Pior que aquele que não
sabe perder com dignidade, só o outro que comemora empate como uma vitória
humilhante sobre o adversário, e empate de ZERO, ainda por cima... Um recadinho
pros colegas chicanos: Bola alta só conta como ponto se balançar a rede, não se
explodir no topo da trave! Foi tanto chute alto pra fora ou defendido por J.C
que chegou a lavar a alma do saudoso Roberto Baggio.
Depois de um começo
quentíssimo da copa mais controversa desde a de 1978, repleta de memoráveis
zebras, certos times desconhecidos dando uma verdadeira lição de garra ao mundo
e placares acima dos 3 X 0 feitos rotina -incluindo aí um verdadeiro
fuzilamento da Alemanha sobre Cristiano Ronaldo F.C de 4 X 0 e o vexame da
atual campeã Espanha, que sequer conseguiu se classificar pra próxima fase,
começaram a surgir indícios de que estamos numa copa moderna...
Se há uma coisa que me
afasta do futebol fora das copas são os odiosos placares de 0 X 0, 1 X 0, 1 X
1... Quer coisa mais deprê que entrar em campo, suar mais que um tirador de
“ispríto” e sair do gramado de mãos abanando ou com só um gol de vantagem?
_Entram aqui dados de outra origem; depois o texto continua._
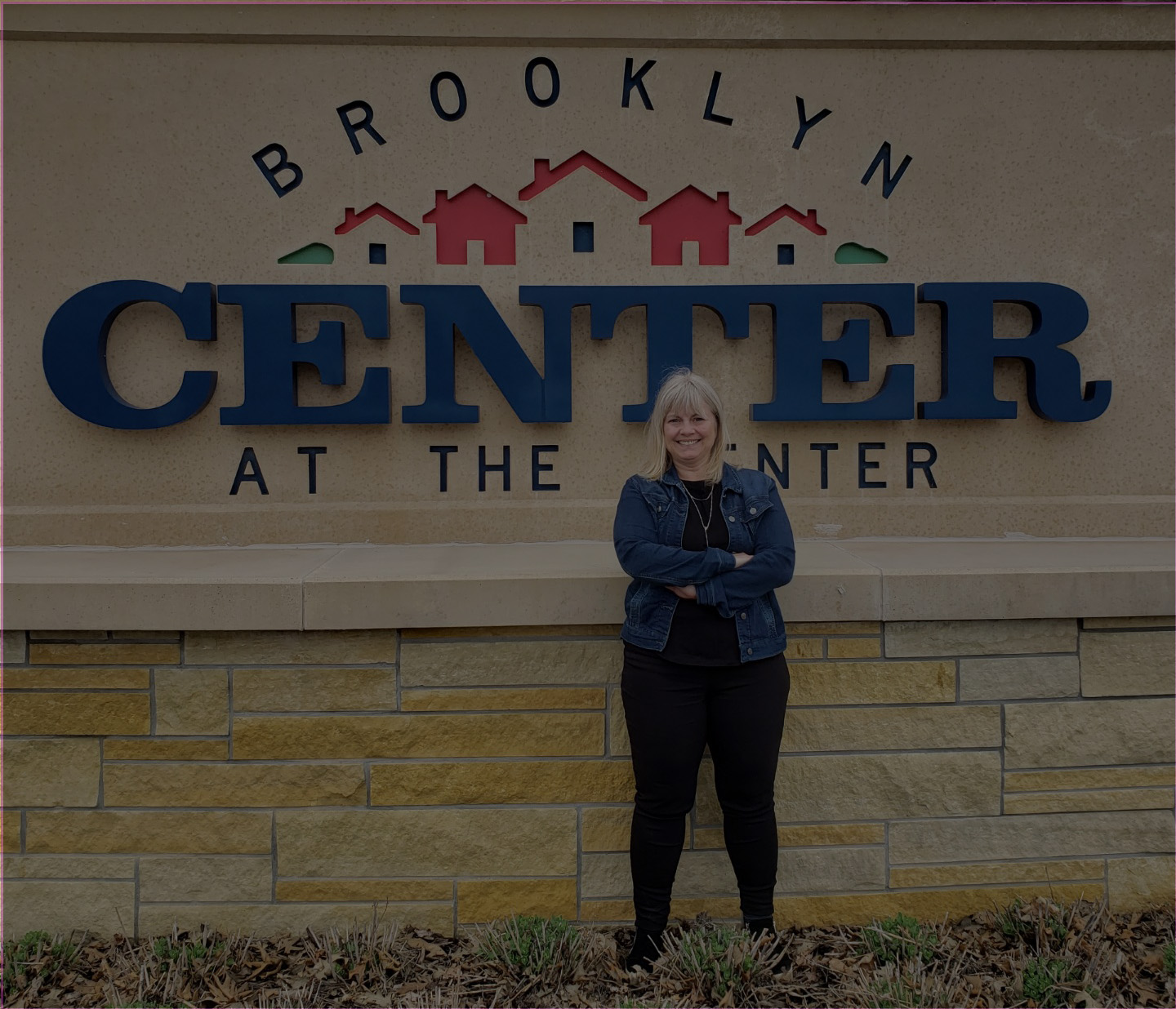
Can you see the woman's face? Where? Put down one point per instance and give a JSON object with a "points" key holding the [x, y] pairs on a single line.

Por
isso os americanos costumam não levar “soccer” tão a sério, pois trata- se de
um esporte onde simplesmente não há satisfação imediata, e placares elásticos
são como rugas no rosto de Kylie Minogue ou celulite na bunda de Cláudia
Leitte: Praticamente extintos e protegidos pelo IBAMA.
De qualquer forma, o
mundo está diante de um torneio revisionista e imprevisível. O que costumamos
pensar ao ter notícias de partidas como, por exemplo, entre Itália e Costa Rica
ou entre Argentina e Irã? Seriam verdadeiros passeios no parque para os times
grandes, milionários e ajumentados, certo? Não mais. Como quando o Sepultura
tornou-se a mais conhecida banda de heavy metal do mundo ao vencer as
hegemonias norteamericana e européia no gênero, os ratinhos dos países
colonizados pelos europeus de repente aprenderam a rugir, e não raro mais alto
que os times considerados “bichos-papões” desde sempre.
Sem sombra de dúvida, a
tarde mais surpreendente dessa copa foi a do último dia 21. Leonel Messi F.C,
quer dizer, o “time” da Argentina precisou ser amaciado heroicamente por 90
minutos pelo determinado e nojentaço time iraniano, numa legítima batalha de
trincheiras de onde Messi conseguiu extrair um mísero gol no último minuto da
partida, que deve ter feito muito hermano enfartar por aí... Um único gol
chorado que foi comemorado como um 5X0 por nossos vizinhos portenhos. Boa sorte
nas oitavas!
Na mesma tarde a
Alemanha, que após humilhar um dos grandes favoritos ao título em 2014,
precisou suar muito os lederhosens e quase chorar lágrimas de sangue para
tentar quebrar o empate de 2x2 contra Gana, que heroicamente segurou o
resultado até o fim. Como aparentemente tudo pode acontecer nessa copa
amaldiçoada, é mais que compreensível o receio que o torcedor brasileiro sofre
às vésperas de enfrentar Camarões, seu último sufoco rumo à segunda fase do
torneio.
Nunca nasceram tantas
zebras no planeta como nesse mês de junho. Nem lá na África! Esperamos ainda
estar aqui após as 19:00 de hoje... E que a nação quadriculada também tenha
apagado o sorriso do rosto do vendedor de pomadinha do sinal ao fim da tarde!